Nas alegações então apresentadas, o recorrente tirou a seguinte conclusão:
'A decisão em crise violou os arts. 1º/n/ff e 8º/1/b da Lei 15/94 de
11 de Maio, pois o art. 116º do CPP contém matéria ilícita menos gravosa que o art. 388º do CP, pelo que as multas em causa estão amnistiadas/ /perdoadas, tendo a decisão recorrida invadido a competência reservada à Assembleia da República (art. 164º/g da Constituição), ao recusar a aplicação dessa amnistia ou perdão genérico, doutra forma a norma do art. 116º do CPP é inconstitucional.'
O Tribunal da Relação de Lisboa, por acórdão de 22 de Outubro de 1996, decidiu rejeitar, por manifesta improcedência, o recurso de 23 de Fevereiro de 1995.
A. arguiu a nulidade do acórdão da Relação de Lisboa de 22 de Outubro de 1996, por omissão de pronúncia.
O recorrente sustentou que o Tribunal da Relação de Lisboa se devia ter pronunciado sobre a questão de inconstitucionalidade suscitada.
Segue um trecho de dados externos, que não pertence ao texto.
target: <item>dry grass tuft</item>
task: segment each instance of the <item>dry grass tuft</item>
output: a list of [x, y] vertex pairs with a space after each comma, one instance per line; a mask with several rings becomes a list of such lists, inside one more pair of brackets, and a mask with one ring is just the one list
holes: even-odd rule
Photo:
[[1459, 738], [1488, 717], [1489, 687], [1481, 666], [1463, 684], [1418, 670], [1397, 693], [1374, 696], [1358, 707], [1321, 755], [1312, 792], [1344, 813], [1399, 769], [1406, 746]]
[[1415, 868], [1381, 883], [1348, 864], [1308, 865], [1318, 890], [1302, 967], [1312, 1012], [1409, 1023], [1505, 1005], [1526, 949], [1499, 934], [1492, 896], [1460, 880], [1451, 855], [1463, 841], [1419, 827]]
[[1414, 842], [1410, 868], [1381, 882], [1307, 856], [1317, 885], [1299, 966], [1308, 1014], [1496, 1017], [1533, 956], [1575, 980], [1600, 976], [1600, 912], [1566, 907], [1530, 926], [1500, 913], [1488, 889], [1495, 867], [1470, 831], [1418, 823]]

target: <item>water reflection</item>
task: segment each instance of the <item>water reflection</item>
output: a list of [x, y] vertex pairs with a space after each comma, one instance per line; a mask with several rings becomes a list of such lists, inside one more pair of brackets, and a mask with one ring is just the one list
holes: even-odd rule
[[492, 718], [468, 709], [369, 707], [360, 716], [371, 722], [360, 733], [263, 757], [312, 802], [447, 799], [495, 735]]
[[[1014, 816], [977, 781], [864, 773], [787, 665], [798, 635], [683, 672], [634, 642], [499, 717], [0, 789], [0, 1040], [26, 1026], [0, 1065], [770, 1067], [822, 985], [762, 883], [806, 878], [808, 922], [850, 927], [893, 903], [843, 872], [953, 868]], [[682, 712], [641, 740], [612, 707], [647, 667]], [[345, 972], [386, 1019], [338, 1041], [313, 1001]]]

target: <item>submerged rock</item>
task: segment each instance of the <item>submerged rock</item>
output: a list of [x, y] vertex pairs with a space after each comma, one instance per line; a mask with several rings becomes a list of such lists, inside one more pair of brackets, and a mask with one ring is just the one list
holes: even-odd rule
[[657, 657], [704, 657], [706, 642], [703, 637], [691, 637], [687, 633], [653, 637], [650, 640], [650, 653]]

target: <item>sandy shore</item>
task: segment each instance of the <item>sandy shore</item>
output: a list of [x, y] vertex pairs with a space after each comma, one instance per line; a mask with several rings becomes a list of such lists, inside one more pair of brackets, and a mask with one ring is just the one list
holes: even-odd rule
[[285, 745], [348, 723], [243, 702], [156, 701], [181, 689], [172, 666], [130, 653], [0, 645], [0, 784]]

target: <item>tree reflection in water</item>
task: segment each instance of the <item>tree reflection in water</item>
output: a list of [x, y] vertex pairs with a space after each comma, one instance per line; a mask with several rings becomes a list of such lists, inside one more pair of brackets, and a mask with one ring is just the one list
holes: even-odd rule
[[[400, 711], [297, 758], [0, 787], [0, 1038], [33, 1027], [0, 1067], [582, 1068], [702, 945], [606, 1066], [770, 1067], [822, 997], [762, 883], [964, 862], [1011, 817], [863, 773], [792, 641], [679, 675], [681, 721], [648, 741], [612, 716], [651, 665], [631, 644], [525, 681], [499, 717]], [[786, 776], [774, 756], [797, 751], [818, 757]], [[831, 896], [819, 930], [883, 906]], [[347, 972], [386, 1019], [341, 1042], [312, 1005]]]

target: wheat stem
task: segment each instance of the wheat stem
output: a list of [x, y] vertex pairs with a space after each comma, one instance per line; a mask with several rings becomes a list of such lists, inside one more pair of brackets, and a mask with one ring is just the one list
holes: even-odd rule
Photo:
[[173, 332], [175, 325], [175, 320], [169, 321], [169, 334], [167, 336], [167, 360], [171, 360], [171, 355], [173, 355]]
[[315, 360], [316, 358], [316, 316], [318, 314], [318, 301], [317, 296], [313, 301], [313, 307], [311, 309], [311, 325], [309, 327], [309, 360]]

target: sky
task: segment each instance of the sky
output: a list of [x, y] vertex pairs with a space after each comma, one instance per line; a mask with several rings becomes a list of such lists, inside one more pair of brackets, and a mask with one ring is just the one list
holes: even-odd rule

O Tribunal da Relação, por acórdão de 19 de Novembro de 1996, desatendeu in totum a arguição de nulidade.
Nesse acórdão, relativamente à omissão de pronúncia, afirmou-se o seguinte:
'2.3. É certo que o acórdão da Relação não se pronunciou sobre a pretensa inconstitucionalidade do art. 116º do CPP. Acontece, todavia, que só a não apreciou ... porque não tinha que a apreciar. É que, para que deva ser apreciada em recurso penal, não basta invocar uma qualquer 'inconstitucionalidade'. É ainda necessário indicar - e a alegação de recurso foi, a esse respeito, completamente omissa - qual o tipo de inconstitucionalidade (orgânica, formal ou material) de que a norma pretensamente inconstitucional enferma e qual a norma ou normas inconstitucionais em que esta suposta inconstitucionalidade se funda. Pois que o art. 412.2 do CPP exige, sob pena de rejeição, que, versando matéria de direito (constitucional), as conclusões do recurso indiquem as normas
(constitucionais) violadas, o sentido em que, no entendimento do recorrente, o tribunal recorrido as interpretou e o sentido em que elas devam ter sido interpretadas ...'
2. A. interpôs recurso de constitucionalidade dos acórdãos do Tribunal da Relação de Lisboa, com fundamento no disposto nos artigos 280º, nº
1, alínea b), da Constituição, e 70º, nº 1, alínea b), da Lei do Tribunal Constitucional, sustentando a inconstitucionalidade das decisões recorridas.
O Tribunal da Relação de Lisboa, por despacho de 18 de Dezembro de 1996, não admitiu o recurso de constitucionalidade, em virtude de o considerar manifestamente infundado.
4. A. reclamou, ao abrigo do disposto nos artigos 76º, nº 4, e
77º, da Lei do Tribunal Constitucional, da decisão do Tribunal da Relação de Lisboa que não admitiu o recurso de constitucionalidade.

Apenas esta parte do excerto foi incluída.